Edit: Just to be clear, this is not limited to Union types. Percolation in general is broken if it contains anything more than a simple query. Union, MinimumShouldMatch, string enums such as TextQueryType are just a couple examples that don't serialize properly.

I think your idea of exposing a [RequestResponseConverter] attribute should work well enough. My current solution, inspired by the previous comments, was to wrap the percolator query in a container and write a custom converter for it.

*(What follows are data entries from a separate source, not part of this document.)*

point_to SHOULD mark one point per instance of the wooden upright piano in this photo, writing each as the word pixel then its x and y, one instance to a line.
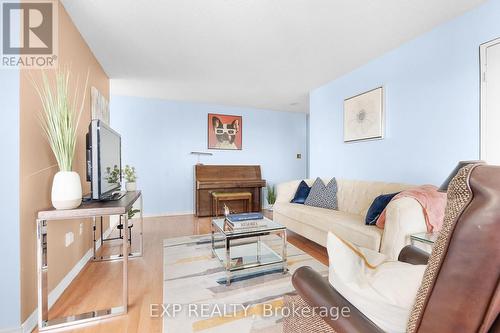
pixel 227 178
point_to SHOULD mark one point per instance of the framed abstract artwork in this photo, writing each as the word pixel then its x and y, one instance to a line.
pixel 364 116
pixel 225 132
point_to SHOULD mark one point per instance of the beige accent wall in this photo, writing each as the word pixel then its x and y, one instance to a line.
pixel 38 167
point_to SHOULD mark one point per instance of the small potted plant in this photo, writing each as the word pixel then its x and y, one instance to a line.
pixel 112 176
pixel 271 196
pixel 130 178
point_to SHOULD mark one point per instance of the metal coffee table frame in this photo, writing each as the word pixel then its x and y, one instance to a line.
pixel 109 208
pixel 229 236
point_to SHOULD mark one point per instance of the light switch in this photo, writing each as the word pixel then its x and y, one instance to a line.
pixel 70 238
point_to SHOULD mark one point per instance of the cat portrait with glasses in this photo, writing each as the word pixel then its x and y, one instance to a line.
pixel 224 132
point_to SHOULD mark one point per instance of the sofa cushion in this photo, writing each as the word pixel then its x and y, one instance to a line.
pixel 348 226
pixel 384 291
pixel 321 195
pixel 377 207
pixel 302 193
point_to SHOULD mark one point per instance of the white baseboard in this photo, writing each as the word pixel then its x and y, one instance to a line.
pixel 11 330
pixel 32 321
pixel 170 214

DefaultRequestResponseSerializer is an internal class, but I noticed that it is actually exposed as a property of IElasticsearchClientSettings, so we don't need reflection or anything like that. We can simply use the existing serializer instance and pass it as a constructor argument to our custom converter. Here is the full code:

public class PercolateQueryContainer
{
    public required Query Query { get; set; }
}
public sealed class PercolateQueryContainerConverter(Serializer requestResponseSerializer) : JsonConverter<PercolateQueryContainer>
{
    public override PercolateQueryContainer? Read(ref Utf8JsonReader reader, Type typeToConvert, JsonSerializerOptions options)
    {
        if (reader.TokenType is JsonTokenType.None or JsonTokenType.Null)
        {
            return null;
        }

        var jsonNode = JsonNode.Parse(ref reader);
        if (jsonNode == null)
        {
            return null;
        }

        var jsonString = jsonNode.ToJsonString(options);
        using var jsonStream = new MemoryStream(Encoding.UTF8.GetBytes(jsonString));
        return requestResponseSerializer.Deserialize<PercolateQueryContainer>(jsonStream);
    }

    public override void Write(Utf8JsonWriter writer, PercolateQueryContainer value, JsonSerializerOptions options)
    {
        var jsonString = requestResponseSerializer.SerializeToString(value, SerializationFormatting.None);
        writer.WriteRawValue(jsonString, true);
    }
}

Usage:

var pool = new SingleNodePool(new Uri($"{clientConfig.Host}:{clientConfig.Port}"));
var settings = new ElasticsearchClientSettings(pool, GetSourceSerializer)
    ...;
var client = new ElasticsearchClient(settings);
private static Serializer GetSourceSerializer(Serializer builtIn, IElasticsearchClientSettings settings)
{
    return new DefaultSourceSerializer(
        settings,
        options =>
        {
            options.Converters.Add(new PercolateQueryContainerConverter(settings.RequestResponseSerializer));
        });
}

So far this seems to work without any issues, but it's obviously a lot of extra code and unnecessary complexity for something that should simply work out of the box.